Antihistamin dan kortikosteroid merupakan pilihan kedua
setelah adrenalin. Kedua obat tersebut kurang manfaatnya pada tingkat syok
anafilaktik, dapat diberikan setelah gejala klinik mulai membaik guna mencegah
komplikasi selanjutnya berupa serum sickness
atau prolonged effect. Antihistamin
yang biasa digunakan adalah difenhidramin HCl 5–20 mg IV dan untuk golongan
kortikosteroid dapat digunakan deksametason 5–10 mg IV atau hidrokortison
100–250 mg IV.
7.
Resusitasi Kardio Pulmoner (RKP), seandainya terjadi
henti jantung (cardiac arrest) maka
prosedur resusitasi kardiopulmoner segera harus dilakukan sesuai dengan
falsafah ABC dan seterusnya.
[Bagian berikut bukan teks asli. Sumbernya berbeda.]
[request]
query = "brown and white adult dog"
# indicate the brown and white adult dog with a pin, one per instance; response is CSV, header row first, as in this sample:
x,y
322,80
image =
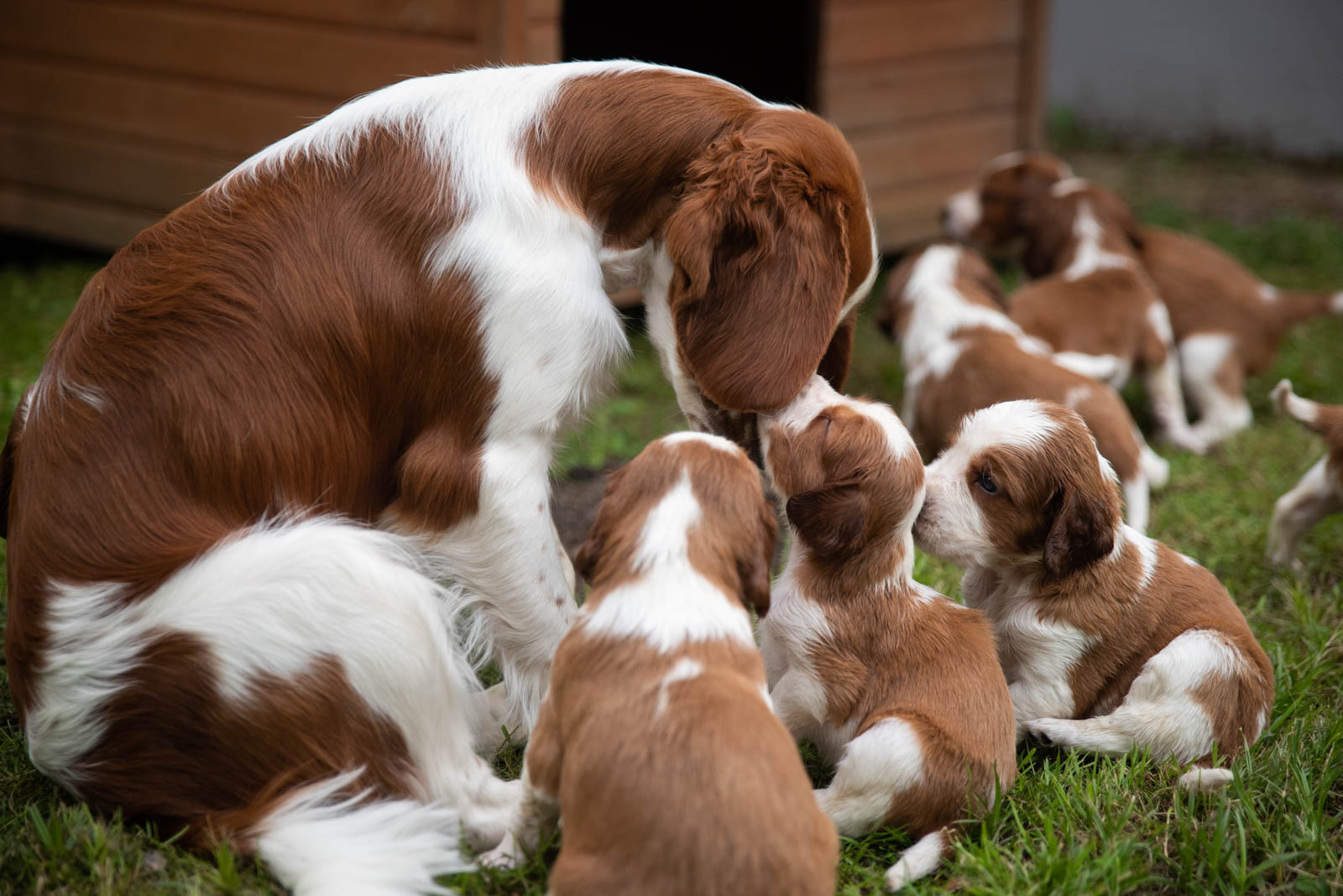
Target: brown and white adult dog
x,y
893,681
1226,320
1094,300
656,743
960,353
279,416
1110,638
1320,490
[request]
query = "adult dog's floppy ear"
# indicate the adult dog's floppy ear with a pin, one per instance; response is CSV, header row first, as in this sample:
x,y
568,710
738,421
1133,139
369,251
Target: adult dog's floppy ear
x,y
1083,531
762,264
755,561
832,519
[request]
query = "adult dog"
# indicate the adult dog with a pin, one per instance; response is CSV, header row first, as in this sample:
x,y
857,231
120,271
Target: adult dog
x,y
280,416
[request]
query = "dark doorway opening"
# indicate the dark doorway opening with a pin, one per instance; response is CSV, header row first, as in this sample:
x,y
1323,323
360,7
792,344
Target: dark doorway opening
x,y
769,49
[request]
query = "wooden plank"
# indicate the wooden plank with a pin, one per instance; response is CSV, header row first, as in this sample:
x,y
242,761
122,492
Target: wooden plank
x,y
1034,53
910,154
91,223
102,167
447,18
879,31
222,120
543,40
227,47
901,90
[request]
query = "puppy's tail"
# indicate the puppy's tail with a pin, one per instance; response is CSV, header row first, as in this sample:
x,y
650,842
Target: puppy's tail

Mengingat kemungkinan terjadinya henti jantung
pada suatu syok anafilaktik selalu ada, maka sewajarnya di setiap ruang praktek
seorang dokter tersedia selain obat-obat emergency,
perangkat infus dan cairannya juga perangkat resusitasi (Resuscitation kit) untuk memudahkan tindakan secepatnya.
8.
Algoritma Penatalaksanaan Reaksi Anafilaksis (Lihat
Lampiran 1) Rencana Tindak Lanjut
Mencari penyebab reaksi
anafilaktik dan mencatatnya di rekam medis serta memberitahukan kepada pasien
dan keluarga.
Konseling
dan Edukasi
Keluarga perlu diberitahukan
mengenai penyuntikan apapun bentuknya terutama obat-obat yang telah dilaporkan
bersifat antigen (serum, penisillin, anestesi lokal, dll) harus selalu waspada
untuk timbulnya reaksi anafilaktik. Penderita yang tergolong risiko tinggi (ada
riwayat asma, rinitis, eksim, atau penyakit-penyakit alergi lainnya) harus
lebih diwaspadai lagi. Jangan mencoba menyuntikkan obat yang sama bila
sebelumnya pernah ada riwayat alergi betapapun kecilnya. Sebaiknya mengganti
dengan preparat lain yang lebih aman.
Kriteria
Rujukan
Kegawatan
pasien ditangani, apabila dengan penanganan yang dilakukan tidak terdapat
perbaikan, pasien dirujuk ke layanan sekunder.
Peralatan
1.
Infus set
2.
Oksigen
3.
Adrenalin ampul, aminofilin ampul, difenhidramin vial,
deksametason ampul
4.
NaCl 0,9%
Prognosis
Prognosis
suatu syok anafilaktik amat tergantung dari kecepatan diagnosa dan
pengelolaannya karena itu umumnya adalah dubia
ad bonam.
Referensi
1.
Haupt,M.T. Fujii, T.K. et al. Anaphylactic Reactions. In:Text
Book of Critical care. Eds: Ake Grenvvik.Stephen, M.Ayres.Peter, R.William,
C. Shoemaker. 4th Ed.Philadelpia:
WB Saunders Company. 2000: p. 246-56.
2.
Koury, S.I. Herfel, L.U. Anaphylaxis and acute allergic reactions. In: International edition
Emergency Medicine.Eds:Tintinalli. Kellen. Stapczynski. 5thEd.
New York: McGrraw-Hill. 2000: p. 242-6.
3.
Rehatta, M.N.Syok
anafilaktik patofisiologi dan penanganan dalam Update on Shock.Pertemuan Ilmiah Terpadu.Fakultas
Kedoketran Universitas Airlangga Surabaya. 2000.